The volunteer army of Web 2.0

On the odd occasion where I have seen the results of surveys of knowledge workers where they are asked to rank the barriers to the adoption of knowledge management inside their organisation, one word keeps popping up at the top of the list again and again: culture.

On the odd occasion where I have seen the results of surveys of knowledge workers where they are asked to rank the barriers to the adoption of knowledge management inside their organisation, one word keeps popping up at the top of the list again and again: culture. One such response even had this in the comments: "If I could put culture #1, #2 and #3, I would". What will the advent of the new open, sharing attitude of Web 2.0 have on this age-old conundrum?

Gartner analysts used their San Francisco event in May to push the idea that companies would first implement the technology of Web 2.0, then get working on the more social aspects. While this may prove to be accurate, my guess is that it would be a mistake in a lot of cases. Of course, it's not going to hurt anything to bolt on syndication feeds to your intranet or sprinkle some Ajax over your backend app's Web client. However, once you start dabbling with 2.0 applications such wikis, blogs and folksonomies, you open up a whole new range of cultural issues to resolve.

The consequence of culture being the #1 KM issue is that your first priority as project leader should be how to involve the people you want to get information from -- the workers themselves. If they don't play nice, your databases are not going to be filled with the best data. These omniscient senseis have some strong motivations not to co-operate: the fear of losing their irreplaceability, the value of their knowledge as leverage to bargain for better pay, and the distaste for babysitting less able colleagues.

Web 2.0's answer to this is voluntarism, as explained by Lee Bryant of London-based consultancy Headshift.

The investment in enterprise systems was often calculated on the basis that everybody would use it, and many projects would fall back on coercion as a means of ensuring uptake, perhaps based on a perceived need to standardise or centralise. With social software, the opposite is the case, in the sense that projects only tend to work where they are demand-driven and people can choose to adopt new systems, rather than feel they are forced to.

The word is used in its political sense, to mean the libertarian-aligned doctrine that relations among people should be by mutual consent, or not at all. Whereas many previous KM projects have either failed to get the right knowledge workers involved, or only induced cooperation by force, the promise of Web 2.0 is that this problem is supposedly going to go away because the applications are architected so as to encourage voluntary participation.

How does this happen? The example of is the one most often held up as the template -- a notion that I don't support. Social bookmarking works because people use the site for purely personal reasons, as a replacement for browser bookmarking. Through analysing the aggregate activities of all of its users, the site can provide something more than just the basic function of allowing people to bookmark sites, by introducing them to new sites that significant numbers of other users have just bookmarked.

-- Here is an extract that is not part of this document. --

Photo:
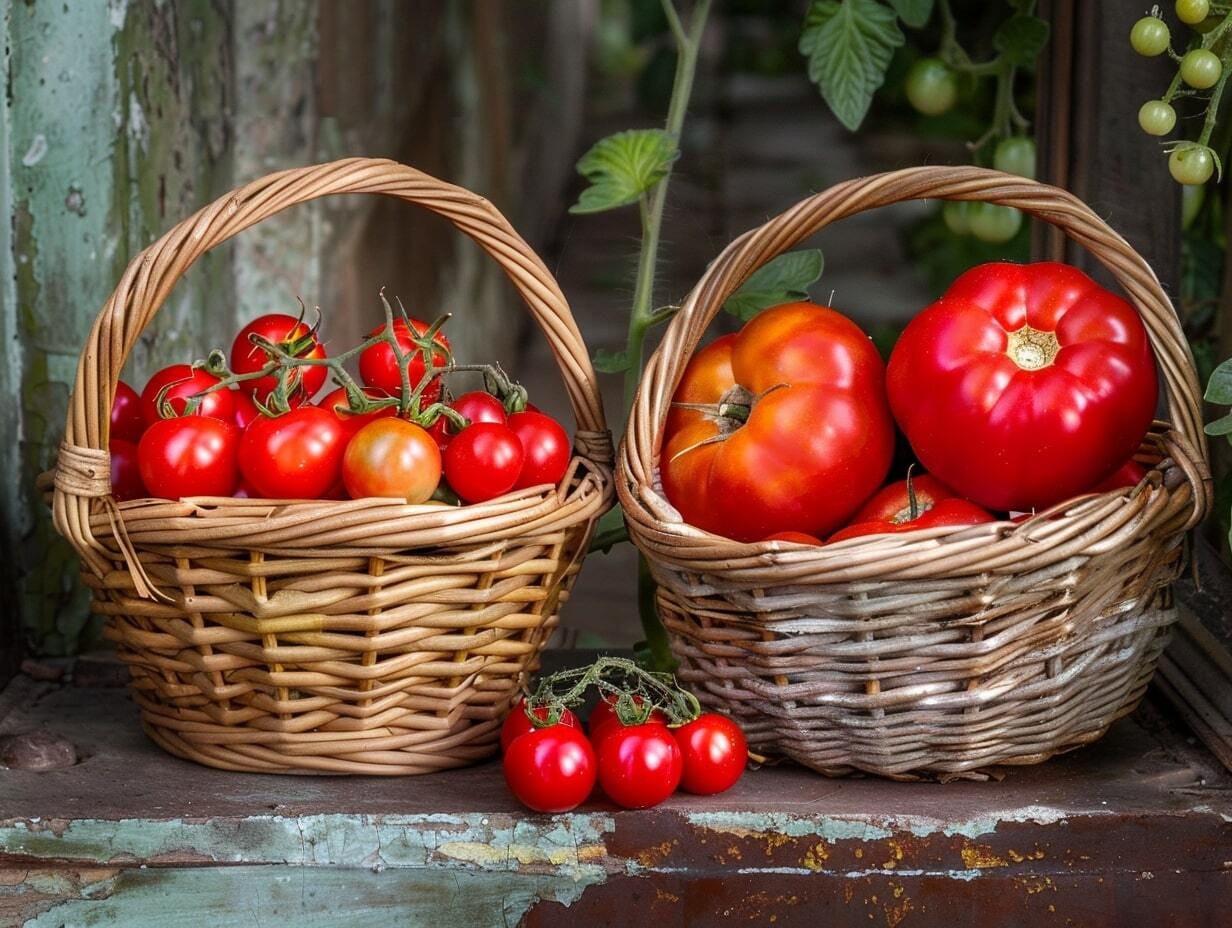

Google's PageRank algorithm works the same way. While nobody has to sign up to Google for PageRank to work -- although the code inside Google Toolbar certainly assists the process -- PageRank is an algorithm to codify the large-scale trends of linking pages on the Web. Thus, the simple act of linking one page to another, which has its own intrinsic value to those who do it, can be analysed en masse using buildings full of servers and some very smart equations, and an insanely valuable database can be inferred from the totality.

Calling this voluntarism is a bit of a misnomer, in my opinion, since these users are not consciously participating at sites like primarily to help bolster someone else's MySQL table's row count. A more accurate characterisation would be to compare it to the customer attitude towards customer relationship management data. When you walk into a retail store and start browsing for clothes or electronics or whatnot, you do not have in the forefront of your mind the thought that your every move can be analysed by closed circuit cameras for the purposes of devising better floor display design. If asked about it, you might feel a little annoyed about being reminded about the situation, but you would (presumably) not boycott that store in future just because you might be photographed. You accept it as a part of modern society.

In the context of a corporate environment, this means that you have to build something that the best knowledge workers in your organisation would use to make their own working day better. Instead of dragging them kicking and screaming into a top-down taxonomy project, give them a search box and a HTML form to add tags and set them off. Instead of making them write TPS reports, give them blogs to ramble on about whatever they want, and let them come to the point in their own time. Instead of imposing clunky workflow procedures on their documents, give them wikis. It's all carrot, all the time. The value to your organisation is in taking all the data provided in these systems and making something cohesive out of the results.